Research
Function of Diverse Transcription (co)Factors and Histone Modifications in Eukaryotic Transcription
The transcriptional regulatory events that are central to cell growth, differentiation and (malignant) transformation are governed by complex epigenetic mechanisms. Nuclear DNA in eukaryotic cells is organized within a hierarchical chromatin structure that restricts access to regulatory proteins that activate gene expression. Eukaryotic transcription is influenced by many transcription factors that involve general transcription factors (GTFs), positive cofactors, negative cofactors, ATP-dependent chromatin remodelers, histone modifying enzymes and so on.
1. In Vitro Chromatin Transcription
Biochemical studies with well-defined cellular machineries provide a necessary approach for an ultimate understanding of biological function at a mechanistic level. To better understand complex mechanism of transcription in eukaryotic cells, defined cell free systems for robust transcription from recombinant chromatin templates that are dependent upon (i) a DNA-bound activator, (ii) a histone acetyltransferase (p300), (iii) an ATP-dependent chromatin remodeler (ACF), (iv) Pol II and cognate general initiation factors (TFIIA, TFIIB, TFIID, TFIIE, TFIIF and TFIIH) and cofactors (PC4 and Mediator) and (v) Pol II-interacting elongation factors (SII and the PAF1 complex) has been established (Kim et al., Cell 2010). Various uncharacterized transcription factors will be applied to this cell-free system to directly assess their mechanism of action in eukaryotic transcription.

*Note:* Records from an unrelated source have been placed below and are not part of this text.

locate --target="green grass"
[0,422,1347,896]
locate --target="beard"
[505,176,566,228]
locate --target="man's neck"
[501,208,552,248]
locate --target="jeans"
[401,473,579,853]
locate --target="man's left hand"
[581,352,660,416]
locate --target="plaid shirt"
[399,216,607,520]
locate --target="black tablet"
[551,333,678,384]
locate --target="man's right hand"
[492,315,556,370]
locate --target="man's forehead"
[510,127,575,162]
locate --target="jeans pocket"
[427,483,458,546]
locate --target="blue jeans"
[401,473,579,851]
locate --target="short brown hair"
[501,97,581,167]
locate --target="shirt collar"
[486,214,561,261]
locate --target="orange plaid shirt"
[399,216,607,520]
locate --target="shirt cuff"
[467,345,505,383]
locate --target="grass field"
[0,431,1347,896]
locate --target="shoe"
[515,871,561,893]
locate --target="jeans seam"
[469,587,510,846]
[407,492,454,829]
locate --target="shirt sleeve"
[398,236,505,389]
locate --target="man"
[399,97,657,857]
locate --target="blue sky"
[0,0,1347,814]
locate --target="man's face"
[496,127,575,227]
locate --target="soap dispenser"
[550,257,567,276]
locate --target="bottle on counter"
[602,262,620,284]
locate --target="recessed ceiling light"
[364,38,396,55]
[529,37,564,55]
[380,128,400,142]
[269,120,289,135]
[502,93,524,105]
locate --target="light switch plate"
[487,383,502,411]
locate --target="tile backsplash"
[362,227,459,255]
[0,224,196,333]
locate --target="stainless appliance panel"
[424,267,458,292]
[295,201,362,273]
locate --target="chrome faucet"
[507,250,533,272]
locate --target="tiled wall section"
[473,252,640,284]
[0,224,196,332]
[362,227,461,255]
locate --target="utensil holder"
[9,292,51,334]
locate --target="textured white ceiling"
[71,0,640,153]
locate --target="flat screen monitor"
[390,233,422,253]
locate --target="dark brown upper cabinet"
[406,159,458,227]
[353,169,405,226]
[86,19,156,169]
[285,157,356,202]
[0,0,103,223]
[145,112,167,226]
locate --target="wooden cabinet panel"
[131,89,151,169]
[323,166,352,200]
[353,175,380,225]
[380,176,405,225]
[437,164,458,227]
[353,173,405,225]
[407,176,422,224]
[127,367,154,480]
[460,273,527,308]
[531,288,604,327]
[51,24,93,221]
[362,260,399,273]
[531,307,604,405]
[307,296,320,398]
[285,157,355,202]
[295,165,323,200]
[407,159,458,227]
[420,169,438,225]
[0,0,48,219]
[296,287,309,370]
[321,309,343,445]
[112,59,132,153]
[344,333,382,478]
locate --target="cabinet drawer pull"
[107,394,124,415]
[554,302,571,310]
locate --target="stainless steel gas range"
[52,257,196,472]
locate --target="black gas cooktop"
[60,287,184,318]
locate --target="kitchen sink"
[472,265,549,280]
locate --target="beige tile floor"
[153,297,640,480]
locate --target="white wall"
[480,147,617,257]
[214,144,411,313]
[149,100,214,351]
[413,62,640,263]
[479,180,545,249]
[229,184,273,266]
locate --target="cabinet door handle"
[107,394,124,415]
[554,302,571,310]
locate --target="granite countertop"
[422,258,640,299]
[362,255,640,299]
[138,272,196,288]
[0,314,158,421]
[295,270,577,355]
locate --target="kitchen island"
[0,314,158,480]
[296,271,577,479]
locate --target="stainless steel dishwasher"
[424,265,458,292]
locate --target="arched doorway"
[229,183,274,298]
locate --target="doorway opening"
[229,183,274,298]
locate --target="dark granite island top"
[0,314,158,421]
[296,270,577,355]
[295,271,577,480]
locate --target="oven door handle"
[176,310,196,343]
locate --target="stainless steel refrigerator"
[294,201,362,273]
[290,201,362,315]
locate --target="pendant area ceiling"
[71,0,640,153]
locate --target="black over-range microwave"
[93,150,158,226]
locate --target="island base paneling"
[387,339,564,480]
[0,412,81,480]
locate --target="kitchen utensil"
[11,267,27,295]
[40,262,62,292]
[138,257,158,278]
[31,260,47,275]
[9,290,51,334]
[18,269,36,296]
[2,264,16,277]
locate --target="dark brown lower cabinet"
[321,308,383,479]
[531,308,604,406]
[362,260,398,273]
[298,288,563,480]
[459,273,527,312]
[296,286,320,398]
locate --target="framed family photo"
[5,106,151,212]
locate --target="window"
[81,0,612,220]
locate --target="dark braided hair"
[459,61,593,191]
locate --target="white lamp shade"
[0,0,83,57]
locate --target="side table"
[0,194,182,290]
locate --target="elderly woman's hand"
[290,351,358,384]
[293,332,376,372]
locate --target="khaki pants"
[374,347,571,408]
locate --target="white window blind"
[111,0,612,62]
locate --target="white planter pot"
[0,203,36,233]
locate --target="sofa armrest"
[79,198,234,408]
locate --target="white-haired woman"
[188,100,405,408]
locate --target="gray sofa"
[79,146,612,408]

2. In Vitro Chromatin Modification
The histone tails are susceptible to posttranslational modifications that include acetylation, methylation, phosphorylation, and ubiquitylation and recent years have seen an explosion of information concerning effects of covalent modifications on transcription. The biological consequences of histone modifications are mediated by evolutionarily conserved reader/effector modules that bind to histone marks in a modification- and context-specific fashion and subsequently enact chromatin changes or recruit other proteins to do so. Determining the regulatory roles of histone covalent modifications in the context of human disease will allow for a more thorough understanding of normal and pathological development, and may provide innovative therapeutic strategies wherein chromatin readers stand as potential drug targets. Of our special interest, robust in vitro chromatin modification assays have established E1, E2 (RAD6) and E3 (BRE1) enzymes and the PAF1 complex for histone H2B ubiquitylation (Kim et al., Cell 2009) that is prerequisite for active transcription-associated histone H3 lysine 4 methylation. These analyses will be immediately expanded to understand the molecular mechanism and function of histone H3 lysine 4 methylation mediated by the Set1 and/or MLL complexes.